Впрочем, деловые фанатики — не сатирики, они нашли решение попроще и порадикальней. У всех высовывающихся просто сносили головы — равенство было быстрым и полным. Я где-то читал, что Наполеон в итальянском походе сказал строптивому Жиро, будущему (после уяснения ситуации) своему маршалу:

— Генерал, вы ровно на голову выше меня. Но если вы будете со мной спорить, я уберу это различие.

Зиновьевская философия эпохи имела и чисто русскую окраску. Если не ошибаюсь, эти горестные, до боли точные строчки принадлежат Петру Чаадаеву:

Природа наша, точно, мерзость.

Смиренно плоские поля…

В России самая земля

Считает высоту за дерзость.

В маленьком мирке нашей профшколы зеркально отражались все социальные новинки общества.

У нас и в помине не было пылающих общественных дел. Понятно, что все мы переросли пионерский возраст — соответственно, отрядов в школе не существовало. Но и комсомольская ячейка, хоть и значилась, была почти незаметна. И самое главное: вольные общественные посты, конечно, наличествовали — энтузиазма не наблюдалось. Никто не стремился тратить время на ненужное и второстепенное.

Я не помню, была ли в профшколе ячейка МОПРа. Возможно, да, но позыв немедленно раздуть вселенский революционный пожар отсутствовал. Мировая революция уже не оживляла наши молодые души, И сам я, рьяный ее поборник, еще недавно призывавший Буденного немедленно двинуть конную армию на помощь закордонному рабочему классу и угнетенному крестьянству, даже не пытался отыскать в новой школе комнатушку с ребятами, занимавшимися настоятельным делом — разжиганием всемирного пожара.

В этом тоже сказывалась новая философия эпохи.

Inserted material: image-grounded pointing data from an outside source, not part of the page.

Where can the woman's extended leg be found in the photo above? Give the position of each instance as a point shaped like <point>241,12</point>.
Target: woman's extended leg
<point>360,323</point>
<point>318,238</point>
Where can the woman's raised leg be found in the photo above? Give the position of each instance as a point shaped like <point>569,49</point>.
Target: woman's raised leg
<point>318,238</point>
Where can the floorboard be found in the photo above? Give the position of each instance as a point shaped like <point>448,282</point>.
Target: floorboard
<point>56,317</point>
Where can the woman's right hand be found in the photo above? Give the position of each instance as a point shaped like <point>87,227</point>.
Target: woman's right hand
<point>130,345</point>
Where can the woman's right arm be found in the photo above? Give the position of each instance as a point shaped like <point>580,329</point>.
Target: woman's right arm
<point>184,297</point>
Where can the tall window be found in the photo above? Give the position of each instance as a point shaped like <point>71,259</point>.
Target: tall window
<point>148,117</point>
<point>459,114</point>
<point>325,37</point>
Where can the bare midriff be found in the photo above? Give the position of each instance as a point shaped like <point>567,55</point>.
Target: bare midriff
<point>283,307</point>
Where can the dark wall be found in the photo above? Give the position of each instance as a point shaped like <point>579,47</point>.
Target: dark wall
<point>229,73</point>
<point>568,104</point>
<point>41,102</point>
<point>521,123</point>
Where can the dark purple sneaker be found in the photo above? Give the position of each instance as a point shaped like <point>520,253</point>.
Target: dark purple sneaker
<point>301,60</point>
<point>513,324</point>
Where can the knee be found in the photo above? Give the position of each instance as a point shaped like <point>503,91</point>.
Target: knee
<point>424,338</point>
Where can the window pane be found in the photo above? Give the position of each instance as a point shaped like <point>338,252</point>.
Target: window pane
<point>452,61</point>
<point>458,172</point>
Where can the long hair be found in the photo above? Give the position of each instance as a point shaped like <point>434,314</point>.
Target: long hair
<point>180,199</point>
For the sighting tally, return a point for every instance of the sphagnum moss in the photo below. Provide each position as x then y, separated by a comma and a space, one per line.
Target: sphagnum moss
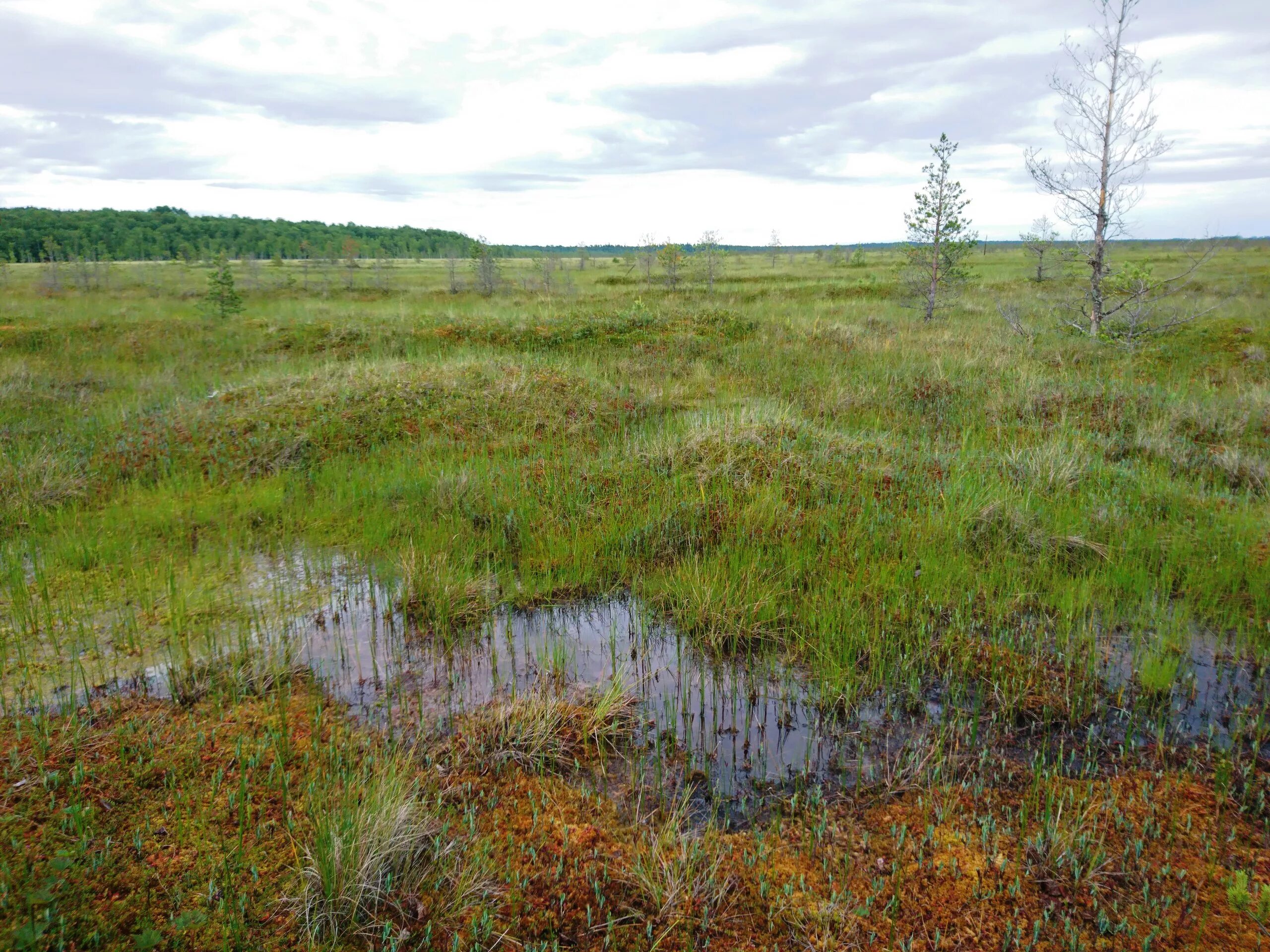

Учитывая мое выдающееся общественное усердие, подробно описанное в трудшкольной характеристике, на первом курсе профшколы меня избрали председателем культ-комиссии. Я твердо помню, что за год не провел ни одного нормального заседания с повесткой дня, зафиксированными прениями и завершающей резолюцией. Зато разразился неординарной акцией. Тогда много говорили о пьесе немца-революционера Эрнеста Толлера «Гоп-ля, мы живем!» Мне понравилось это детски жизнерадостное восклицание, и я уговорил директора вывесить его в школе — в качестве нашего боевого клича. Вскоре красноогненная надпись засияла на широкой полотняной ленте. Плакат из двух слов: «Мы живем!» — повис в вестибюле напротив входной двери. Те, которые видели его впервые, улыбались и удивлялись (и то, и другое — одобрительно): уж больно не похож был этот лозунг на обычные висячие призывы, требования и торжественные обещания. Плакат провисел на стене весь учебный год, вплоть до каникул.

Я очень им гордился, ибо он стал единственным моим общественным достижением. Имел ли я в следующем году какое-либо отношение к культ- или другим комиссиям — решительно не помню.

Уклонился я и от публичного участия в партийных дискуссиях, взмахами огненных крыл закруживших наши школьные головы. Собственно, чисто партийными они были только в 1925-м и 1926-м, когда не шли дальше съездов, пленумов ЦК и областных партконференций. Но уже с начала 1927 года они сплошь бушевали по стране, вовлекая в свой круговорот всех, кого хоть сколько-нибудь тревожило, куда мы идем и что со всеми нами будет.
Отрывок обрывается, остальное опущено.